Dante sentiu um calor discreto no peito ao ouvir aquilo. Ele sempre tentou se guiar por algo além da sobrevivência. Era difícil explicar, mas, mesmo em meio ao caos do mundo desolado em que viviam, ele ainda acreditava que havia espaço para algo maior do que simplesmente resistir ao inevitável.
— Tento seguir meu coração. — Ele inspirou fundo, olhando ao redor, observando os rostos marcados de preocupação, esperança e fadiga. — A cidade vai crescer, tenho certeza disso, mas precisamos de tempo e recursos.
Jix soltou um suspiro leve e parou de caminhar. Seu rosto endurecido pelas décadas de batalhas e perdas trazia consigo a marca de alguém que já havia visto muitos sonhos se desfazerem. Mas ainda assim, ele se mantinha firme ao lado de Dante.
— Uma coisa que aprendi, Dante… — Sua voz carregava o peso de experiências vividas, de erros cometidos e lições duramente aprendidas. — Podemos comprar recursos e forjar novas pessoas, mas não podemos fazer isso com o tempo. Enquanto ainda sobrar tempo pra gente, temos que nos manter vivos e unidos.
Dante assentiu lentamente. Jix estava certo. Não importava o quanto tentassem acumular força e aliados, o tempo continuaria seu curso indiferente. Não podiam se dar ao luxo de desperdiçá-lo.
— Não quero mais tempo do que já tenho. — Ele ergueu os olhos para o céu acinzentado, as nuvens pesadas e lentas se movendo como um lembrete de que a natureza sempre seguiria seu ritmo. — Só quero poder usá-lo da melhor maneira. A cidade precisa de pessoas boas para isso. Temos muito ao nosso redor, mas ainda não temos nada.
Jix estreitou os olhos, avaliando o líder à sua frente, antes de erguer um dedo firme na direção de Dante. Seu rosto marcado pelo tempo transparecia algo raro: confiança.
— Temos tudo o que podemos ter, e vamos conseguir. Até porque seus novos aliados chegaram bem mais rápido do que a gente esperava.
Dante franziu o cenho e seguiu o olhar de Jix em direção à rua. A princípio, não notou nada além do movimento comum do vento soprando a neve, mas então, uma figura peculiar começou a se destacar. Alta e desengonçada, a criatura que Dante vira dias atrás caminhava em sua direção. Mas algo estava diferente.
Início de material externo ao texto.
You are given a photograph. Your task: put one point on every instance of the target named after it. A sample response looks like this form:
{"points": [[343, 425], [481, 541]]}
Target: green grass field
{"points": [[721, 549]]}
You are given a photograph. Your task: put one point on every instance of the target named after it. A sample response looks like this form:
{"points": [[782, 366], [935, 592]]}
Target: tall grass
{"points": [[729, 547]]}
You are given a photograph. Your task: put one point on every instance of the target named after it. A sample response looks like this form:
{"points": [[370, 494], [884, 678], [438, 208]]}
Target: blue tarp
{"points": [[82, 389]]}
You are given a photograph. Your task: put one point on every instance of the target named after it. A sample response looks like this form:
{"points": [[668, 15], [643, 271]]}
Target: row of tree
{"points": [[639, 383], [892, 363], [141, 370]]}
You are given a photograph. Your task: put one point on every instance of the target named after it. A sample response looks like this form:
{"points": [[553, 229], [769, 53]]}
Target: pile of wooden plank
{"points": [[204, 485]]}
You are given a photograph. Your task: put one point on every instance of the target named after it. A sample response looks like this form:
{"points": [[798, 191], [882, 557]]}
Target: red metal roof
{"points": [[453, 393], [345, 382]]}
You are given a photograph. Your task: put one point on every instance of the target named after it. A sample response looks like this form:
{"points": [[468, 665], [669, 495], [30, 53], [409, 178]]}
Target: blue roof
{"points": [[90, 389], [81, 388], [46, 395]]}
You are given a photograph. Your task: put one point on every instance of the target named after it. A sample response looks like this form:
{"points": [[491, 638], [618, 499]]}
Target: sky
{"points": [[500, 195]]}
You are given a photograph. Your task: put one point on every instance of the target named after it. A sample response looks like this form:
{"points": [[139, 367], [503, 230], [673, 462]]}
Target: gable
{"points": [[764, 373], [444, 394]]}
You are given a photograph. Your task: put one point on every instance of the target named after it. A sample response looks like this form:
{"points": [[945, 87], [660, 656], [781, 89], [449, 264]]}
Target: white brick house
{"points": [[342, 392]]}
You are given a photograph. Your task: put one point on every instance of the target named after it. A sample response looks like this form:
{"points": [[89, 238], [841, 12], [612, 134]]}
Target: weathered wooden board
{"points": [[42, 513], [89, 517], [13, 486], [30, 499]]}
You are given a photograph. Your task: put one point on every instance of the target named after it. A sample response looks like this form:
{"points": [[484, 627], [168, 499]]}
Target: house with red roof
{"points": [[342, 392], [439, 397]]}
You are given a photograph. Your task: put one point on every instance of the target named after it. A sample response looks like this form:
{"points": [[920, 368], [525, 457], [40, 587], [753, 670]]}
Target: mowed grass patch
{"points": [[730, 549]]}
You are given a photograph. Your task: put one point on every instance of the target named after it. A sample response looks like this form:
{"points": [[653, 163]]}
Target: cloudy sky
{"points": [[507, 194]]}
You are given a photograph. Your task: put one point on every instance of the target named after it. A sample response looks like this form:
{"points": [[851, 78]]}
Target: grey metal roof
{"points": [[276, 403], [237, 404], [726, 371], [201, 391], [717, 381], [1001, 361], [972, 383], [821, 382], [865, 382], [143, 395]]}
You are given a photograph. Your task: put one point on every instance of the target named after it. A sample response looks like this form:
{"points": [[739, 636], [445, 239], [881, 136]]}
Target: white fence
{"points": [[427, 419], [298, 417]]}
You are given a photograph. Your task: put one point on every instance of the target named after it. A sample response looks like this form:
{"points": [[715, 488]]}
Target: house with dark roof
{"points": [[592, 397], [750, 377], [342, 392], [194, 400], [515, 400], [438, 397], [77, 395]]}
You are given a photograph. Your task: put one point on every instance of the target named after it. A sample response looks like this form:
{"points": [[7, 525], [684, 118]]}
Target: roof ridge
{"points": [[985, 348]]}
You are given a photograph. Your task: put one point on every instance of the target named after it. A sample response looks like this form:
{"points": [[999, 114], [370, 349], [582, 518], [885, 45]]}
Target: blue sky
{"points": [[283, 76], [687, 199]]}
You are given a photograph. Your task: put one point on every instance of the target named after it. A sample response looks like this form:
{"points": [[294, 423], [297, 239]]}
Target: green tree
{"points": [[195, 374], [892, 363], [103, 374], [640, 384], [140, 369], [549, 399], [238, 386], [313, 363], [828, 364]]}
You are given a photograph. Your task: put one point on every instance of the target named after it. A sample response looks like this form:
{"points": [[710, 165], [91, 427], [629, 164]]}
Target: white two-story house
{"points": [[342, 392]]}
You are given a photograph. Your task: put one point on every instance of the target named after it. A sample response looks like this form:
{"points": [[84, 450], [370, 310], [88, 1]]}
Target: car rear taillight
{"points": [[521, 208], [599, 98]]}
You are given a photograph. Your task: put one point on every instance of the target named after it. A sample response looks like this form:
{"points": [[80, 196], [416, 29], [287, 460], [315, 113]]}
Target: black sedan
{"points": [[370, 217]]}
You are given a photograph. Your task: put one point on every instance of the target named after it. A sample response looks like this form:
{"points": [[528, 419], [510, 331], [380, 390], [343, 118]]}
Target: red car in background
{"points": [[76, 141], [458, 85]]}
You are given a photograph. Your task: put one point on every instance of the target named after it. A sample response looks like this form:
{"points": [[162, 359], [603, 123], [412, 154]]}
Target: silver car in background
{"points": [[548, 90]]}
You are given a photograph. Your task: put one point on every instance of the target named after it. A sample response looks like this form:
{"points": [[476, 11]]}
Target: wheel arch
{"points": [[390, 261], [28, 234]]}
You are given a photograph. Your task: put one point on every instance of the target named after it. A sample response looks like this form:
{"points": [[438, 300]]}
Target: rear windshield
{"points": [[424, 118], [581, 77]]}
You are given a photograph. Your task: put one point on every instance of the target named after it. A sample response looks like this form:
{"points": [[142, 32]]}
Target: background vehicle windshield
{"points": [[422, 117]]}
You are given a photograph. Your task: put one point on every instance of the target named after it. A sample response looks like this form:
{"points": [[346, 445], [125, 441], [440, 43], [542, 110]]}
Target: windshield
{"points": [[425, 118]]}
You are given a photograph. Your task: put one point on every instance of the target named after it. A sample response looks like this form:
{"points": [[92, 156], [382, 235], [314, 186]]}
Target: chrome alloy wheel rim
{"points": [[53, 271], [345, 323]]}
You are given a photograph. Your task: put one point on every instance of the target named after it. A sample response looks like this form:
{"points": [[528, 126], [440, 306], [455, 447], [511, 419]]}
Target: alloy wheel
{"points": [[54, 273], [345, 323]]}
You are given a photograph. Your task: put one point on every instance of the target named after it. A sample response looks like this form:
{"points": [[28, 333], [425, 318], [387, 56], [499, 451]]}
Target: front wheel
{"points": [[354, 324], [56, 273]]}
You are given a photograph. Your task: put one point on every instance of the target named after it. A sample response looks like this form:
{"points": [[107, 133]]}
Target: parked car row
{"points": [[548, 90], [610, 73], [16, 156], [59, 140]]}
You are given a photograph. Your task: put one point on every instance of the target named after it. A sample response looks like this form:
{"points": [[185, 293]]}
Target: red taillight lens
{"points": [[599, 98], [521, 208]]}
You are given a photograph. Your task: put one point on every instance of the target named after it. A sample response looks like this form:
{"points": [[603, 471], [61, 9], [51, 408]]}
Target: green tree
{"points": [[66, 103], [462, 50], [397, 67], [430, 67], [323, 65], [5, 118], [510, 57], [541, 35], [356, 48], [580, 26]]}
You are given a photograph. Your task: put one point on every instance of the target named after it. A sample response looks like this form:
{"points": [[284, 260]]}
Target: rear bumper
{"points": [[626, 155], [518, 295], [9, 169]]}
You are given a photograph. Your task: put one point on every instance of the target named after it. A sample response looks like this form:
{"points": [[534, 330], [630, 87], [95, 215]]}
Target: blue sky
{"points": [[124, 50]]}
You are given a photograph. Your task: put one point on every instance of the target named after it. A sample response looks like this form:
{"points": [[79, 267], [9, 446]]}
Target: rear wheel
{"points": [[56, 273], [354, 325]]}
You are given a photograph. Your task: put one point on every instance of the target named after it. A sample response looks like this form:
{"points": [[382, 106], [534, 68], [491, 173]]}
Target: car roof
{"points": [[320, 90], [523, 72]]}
Conforme a distância diminuía, os detalhes se tornavam mais evidentes. O corpo antes irregular parecia mais equilibrado. O rosto, antes distorcido em um semblante quase bestial, trazia agora uma expressão mais… humana. Os braços estavam mais largos, os movimentos mais naturais. A mudança era sutil, mas inegável.
Quando o Rupestre finalmente parou no meio da rua, a pouco mais de vinte metros de distância, Dante desceu os degraus da entrada da Cuba sem hesitar. Jix o acompanhou, os passos firmes, mas cautelosos. O silêncio ao redor era quase palpável, os murmúrios das pessoas diminuindo conforme a criatura ganhava atenção.
— Espero que não seja nenhum tipo de resposta vazia. — murmurou Dante, sem desviar os olhos do Rupestre. A dúvida ainda pairava em sua mente. Ele queria acreditar que aquele ser cumpriria sua palavra.
Jix soltou um riso curto, quase cínico, mas sem maldade.
— Pelo jeito que ele está, duvido que faria isso. — Ele inclinou a cabeça levemente, analisando cada detalhe da transformação do Rupestre. — A mudança está escancarada. Não tem como ele ter simplesmente deixado o que prometeu de lado.
Dante permaneceu em silêncio por um instante, permitindo-se absorver a cena. No final, queria acreditar nisso. Precisava acreditar. Se houvesse uma chance de que aquela aliança fosse real, então talvez, apenas talvez, a cidade realmente tivesse um futuro.